(372ac) Using Artificial Neural Networks to Predict Chemical System Stability for Design

Though artificial intelligence is now new to chemical engineering, there has been a recent surge in exploring artificial intelligence applications in chemical engineering. This includes using artificial neural networks (ANNs) to provide estimates for values which may be difficult to calculate directly. The presented work uses feedforward ANNs to predict gain margins and sensitivity numbers for a Haber-Bosch reactor in an ammonia plant which runs entirely on renewable energy. Stability parameters are calculated in Python 3.9 using Python’s control library.

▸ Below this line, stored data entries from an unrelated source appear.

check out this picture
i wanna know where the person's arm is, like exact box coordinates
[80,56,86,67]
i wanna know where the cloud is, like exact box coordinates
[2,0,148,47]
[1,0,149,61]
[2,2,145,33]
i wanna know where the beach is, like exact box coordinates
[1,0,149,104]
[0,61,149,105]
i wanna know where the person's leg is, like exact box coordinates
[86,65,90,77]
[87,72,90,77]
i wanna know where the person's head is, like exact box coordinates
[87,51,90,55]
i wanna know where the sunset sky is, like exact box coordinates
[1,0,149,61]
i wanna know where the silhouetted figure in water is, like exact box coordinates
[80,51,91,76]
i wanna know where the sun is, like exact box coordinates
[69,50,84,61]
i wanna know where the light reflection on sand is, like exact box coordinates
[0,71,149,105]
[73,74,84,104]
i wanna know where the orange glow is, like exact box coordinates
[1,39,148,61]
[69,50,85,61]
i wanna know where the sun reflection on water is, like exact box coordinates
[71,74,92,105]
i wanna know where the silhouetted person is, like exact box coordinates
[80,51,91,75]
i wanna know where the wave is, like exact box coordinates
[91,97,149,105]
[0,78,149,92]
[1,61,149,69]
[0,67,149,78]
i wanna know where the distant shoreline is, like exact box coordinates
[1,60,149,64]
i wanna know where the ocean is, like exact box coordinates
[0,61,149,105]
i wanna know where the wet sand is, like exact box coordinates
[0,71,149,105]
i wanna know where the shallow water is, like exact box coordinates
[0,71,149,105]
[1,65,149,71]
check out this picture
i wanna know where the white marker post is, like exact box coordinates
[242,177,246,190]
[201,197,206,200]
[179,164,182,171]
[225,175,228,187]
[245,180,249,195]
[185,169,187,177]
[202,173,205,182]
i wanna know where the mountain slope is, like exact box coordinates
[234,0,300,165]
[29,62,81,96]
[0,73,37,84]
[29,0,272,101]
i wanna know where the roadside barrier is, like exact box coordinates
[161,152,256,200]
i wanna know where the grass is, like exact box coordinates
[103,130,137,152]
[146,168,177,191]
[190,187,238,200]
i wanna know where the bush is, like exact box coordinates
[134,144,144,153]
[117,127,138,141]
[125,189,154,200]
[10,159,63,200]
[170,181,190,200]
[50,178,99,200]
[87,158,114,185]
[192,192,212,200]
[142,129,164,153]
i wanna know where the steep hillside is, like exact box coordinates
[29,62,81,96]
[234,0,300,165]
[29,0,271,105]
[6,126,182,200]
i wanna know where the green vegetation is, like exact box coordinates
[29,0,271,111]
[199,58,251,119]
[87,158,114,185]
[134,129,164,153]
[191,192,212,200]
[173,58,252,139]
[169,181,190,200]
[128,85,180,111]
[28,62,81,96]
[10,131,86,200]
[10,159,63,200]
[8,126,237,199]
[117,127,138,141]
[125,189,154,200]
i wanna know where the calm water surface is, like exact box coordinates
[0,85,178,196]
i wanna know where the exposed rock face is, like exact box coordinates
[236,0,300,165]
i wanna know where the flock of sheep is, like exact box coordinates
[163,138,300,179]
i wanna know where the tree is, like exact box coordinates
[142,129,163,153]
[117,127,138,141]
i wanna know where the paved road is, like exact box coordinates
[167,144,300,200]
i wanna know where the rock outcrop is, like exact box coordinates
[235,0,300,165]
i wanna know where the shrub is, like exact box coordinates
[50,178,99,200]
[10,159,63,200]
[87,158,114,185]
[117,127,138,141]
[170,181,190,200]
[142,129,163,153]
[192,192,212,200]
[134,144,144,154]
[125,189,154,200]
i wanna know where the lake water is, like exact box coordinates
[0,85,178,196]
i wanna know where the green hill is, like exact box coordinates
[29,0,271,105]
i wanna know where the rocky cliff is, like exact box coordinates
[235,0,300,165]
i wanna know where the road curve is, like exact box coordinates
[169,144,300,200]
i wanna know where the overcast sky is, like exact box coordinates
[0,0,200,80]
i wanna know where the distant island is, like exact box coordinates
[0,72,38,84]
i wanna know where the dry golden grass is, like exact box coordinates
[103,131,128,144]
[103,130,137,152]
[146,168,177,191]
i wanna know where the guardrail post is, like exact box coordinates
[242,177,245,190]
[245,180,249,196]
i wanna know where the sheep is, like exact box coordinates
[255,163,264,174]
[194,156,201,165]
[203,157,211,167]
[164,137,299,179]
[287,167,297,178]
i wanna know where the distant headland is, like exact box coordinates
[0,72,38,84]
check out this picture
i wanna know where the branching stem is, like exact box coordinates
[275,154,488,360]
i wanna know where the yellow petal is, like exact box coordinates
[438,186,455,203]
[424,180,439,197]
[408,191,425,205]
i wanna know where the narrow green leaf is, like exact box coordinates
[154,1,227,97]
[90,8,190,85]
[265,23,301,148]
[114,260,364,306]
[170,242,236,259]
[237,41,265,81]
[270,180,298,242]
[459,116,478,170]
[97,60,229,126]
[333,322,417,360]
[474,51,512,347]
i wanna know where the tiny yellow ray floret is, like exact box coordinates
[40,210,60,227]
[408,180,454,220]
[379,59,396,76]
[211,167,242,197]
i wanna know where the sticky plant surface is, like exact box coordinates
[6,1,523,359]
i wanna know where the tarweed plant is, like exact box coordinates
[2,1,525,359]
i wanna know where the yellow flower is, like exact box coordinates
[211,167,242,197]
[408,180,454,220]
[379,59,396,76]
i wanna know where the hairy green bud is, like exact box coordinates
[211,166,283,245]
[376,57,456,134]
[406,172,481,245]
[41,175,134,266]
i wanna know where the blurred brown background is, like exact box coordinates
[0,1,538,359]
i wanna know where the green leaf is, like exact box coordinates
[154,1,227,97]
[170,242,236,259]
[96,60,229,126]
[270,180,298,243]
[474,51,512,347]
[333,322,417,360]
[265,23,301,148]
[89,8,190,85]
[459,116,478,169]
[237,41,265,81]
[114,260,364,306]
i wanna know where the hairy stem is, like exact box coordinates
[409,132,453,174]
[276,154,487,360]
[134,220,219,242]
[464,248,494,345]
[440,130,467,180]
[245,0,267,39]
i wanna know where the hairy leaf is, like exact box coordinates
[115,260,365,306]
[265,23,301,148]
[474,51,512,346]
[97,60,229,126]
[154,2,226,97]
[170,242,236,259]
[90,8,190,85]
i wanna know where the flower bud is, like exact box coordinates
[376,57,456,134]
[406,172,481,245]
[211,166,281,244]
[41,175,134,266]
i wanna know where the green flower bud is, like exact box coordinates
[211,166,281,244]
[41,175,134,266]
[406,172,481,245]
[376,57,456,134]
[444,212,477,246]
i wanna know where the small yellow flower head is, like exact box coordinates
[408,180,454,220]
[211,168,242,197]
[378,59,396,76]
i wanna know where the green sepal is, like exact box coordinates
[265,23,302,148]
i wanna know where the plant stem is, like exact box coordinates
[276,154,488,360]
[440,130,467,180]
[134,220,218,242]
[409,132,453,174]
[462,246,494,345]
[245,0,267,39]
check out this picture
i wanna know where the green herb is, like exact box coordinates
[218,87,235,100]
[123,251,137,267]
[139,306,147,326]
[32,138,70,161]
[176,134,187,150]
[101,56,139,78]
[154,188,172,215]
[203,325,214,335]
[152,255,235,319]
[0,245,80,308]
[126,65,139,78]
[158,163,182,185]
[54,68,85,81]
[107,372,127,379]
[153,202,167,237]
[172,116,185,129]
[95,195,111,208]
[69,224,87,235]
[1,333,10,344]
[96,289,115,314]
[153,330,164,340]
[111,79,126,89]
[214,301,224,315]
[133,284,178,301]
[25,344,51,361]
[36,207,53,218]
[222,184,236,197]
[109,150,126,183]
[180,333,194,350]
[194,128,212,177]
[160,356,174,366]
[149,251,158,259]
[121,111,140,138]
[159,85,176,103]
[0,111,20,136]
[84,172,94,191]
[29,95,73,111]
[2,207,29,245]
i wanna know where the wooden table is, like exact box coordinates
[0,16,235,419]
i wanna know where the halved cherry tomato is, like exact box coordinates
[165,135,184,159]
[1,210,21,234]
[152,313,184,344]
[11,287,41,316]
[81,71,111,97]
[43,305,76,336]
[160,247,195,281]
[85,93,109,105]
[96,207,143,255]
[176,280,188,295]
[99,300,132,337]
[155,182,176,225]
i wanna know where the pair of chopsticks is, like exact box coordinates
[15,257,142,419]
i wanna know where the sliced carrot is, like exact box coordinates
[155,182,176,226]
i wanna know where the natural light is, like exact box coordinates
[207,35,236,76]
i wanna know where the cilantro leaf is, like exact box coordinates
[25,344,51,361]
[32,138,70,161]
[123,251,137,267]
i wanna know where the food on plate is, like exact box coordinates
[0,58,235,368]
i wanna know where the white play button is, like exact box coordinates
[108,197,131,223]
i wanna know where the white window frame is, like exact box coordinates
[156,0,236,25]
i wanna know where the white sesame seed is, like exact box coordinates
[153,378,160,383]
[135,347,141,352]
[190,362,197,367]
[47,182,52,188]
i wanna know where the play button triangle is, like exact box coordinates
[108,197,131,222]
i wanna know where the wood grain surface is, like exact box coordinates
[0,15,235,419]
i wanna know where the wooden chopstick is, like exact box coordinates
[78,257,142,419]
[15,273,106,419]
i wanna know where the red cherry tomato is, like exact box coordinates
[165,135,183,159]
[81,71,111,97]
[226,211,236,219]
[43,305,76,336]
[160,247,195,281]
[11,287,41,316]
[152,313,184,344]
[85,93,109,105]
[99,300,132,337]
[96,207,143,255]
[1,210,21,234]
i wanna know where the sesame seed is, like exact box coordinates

An ANN is subsequently treated as a surrogate model for an optimization problem to identify the maximum stability of the system. The OMLT Python package is used to take an ANN which predicts a single output value to determine optimal input parameters by modelling the ANN in PYOMO (Python’s optimization suite). The results show that ANNs are capable of predicting gain margin and sensitivity number for a chemical system with root mean squared error less than 5% of the minimum value used in the training set. It is further demonstrated that using Python’s OMLT package, the ANN as a surrogate system model optimization problem can identify optimal design and operating variables to maximize system stability. This will be expanded into optimizing for other parameters of interest, with the goal of minimizing total annualized cost or maximizing energy efficiency. This will also be expanded into considering multi-objective optimization using the OMLT package to generate pareto curves from the ANN-surrogate optimization problem.